# 2011 Diesel Car of the Year



## JSpira (Oct 21, 2002)

Your vote is needed.

Voting has started for the 2011 Diesel Car of the Year and both of the BMW diesels sold in the U.S. are nominees.

The ballot for voting is online here.


----------



## dunderhi (Dec 10, 2006)

The 335d takes the early lead! It must be due the 425 lbs of torque giving it excellent launch capability.


----------



## bayoucity (Jun 11, 2010)

I'm hoping 535d will be on next year's list. Heck! It be better if VED is on that list, huh?


----------



## The Other Tom (Sep 28, 2002)

bayoucity said:


> I'm hoping 535d will be on next year's list. Heck! It be better if VED is on that list, huh?


yeah, I'd like to see a 535 as well.


----------



## Penguin (Aug 31, 2003)

I'm afraid I'm a bit like Grocho Marx on this one... I'm not sure I'm interested in a "Diesel Car of the Year" award that allows me to vote.


----------



## dalekressin (Sep 3, 2008)

Penguin said:


> I'm afraid I'm a bit like Grocho Marx on this one... I'm not sure I'm interested in a "Diesel Car of the Year" award that allows me to vote.


Yeah we all c an vote but none of the voters drine/have them.


----------



## Tedj101 (Nov 24, 2009)

dalekressin said:


> Yeah we all c an vote but none of the voters drine/have them.

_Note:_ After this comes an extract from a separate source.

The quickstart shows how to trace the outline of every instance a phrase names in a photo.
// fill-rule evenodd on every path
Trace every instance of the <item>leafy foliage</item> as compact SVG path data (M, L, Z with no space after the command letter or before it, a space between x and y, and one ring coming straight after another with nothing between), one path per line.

I'm not so sure. I voted over 4 days into a 31 day survey and only 260 people had voted. That's few enough to show an abject lack of interest on the part of the general public. It may well be that the only people voting are diesel owners.


----------



## Flyingman (Sep 13, 2009)

Not too many non-diesel owners even wandering around these parts!


----------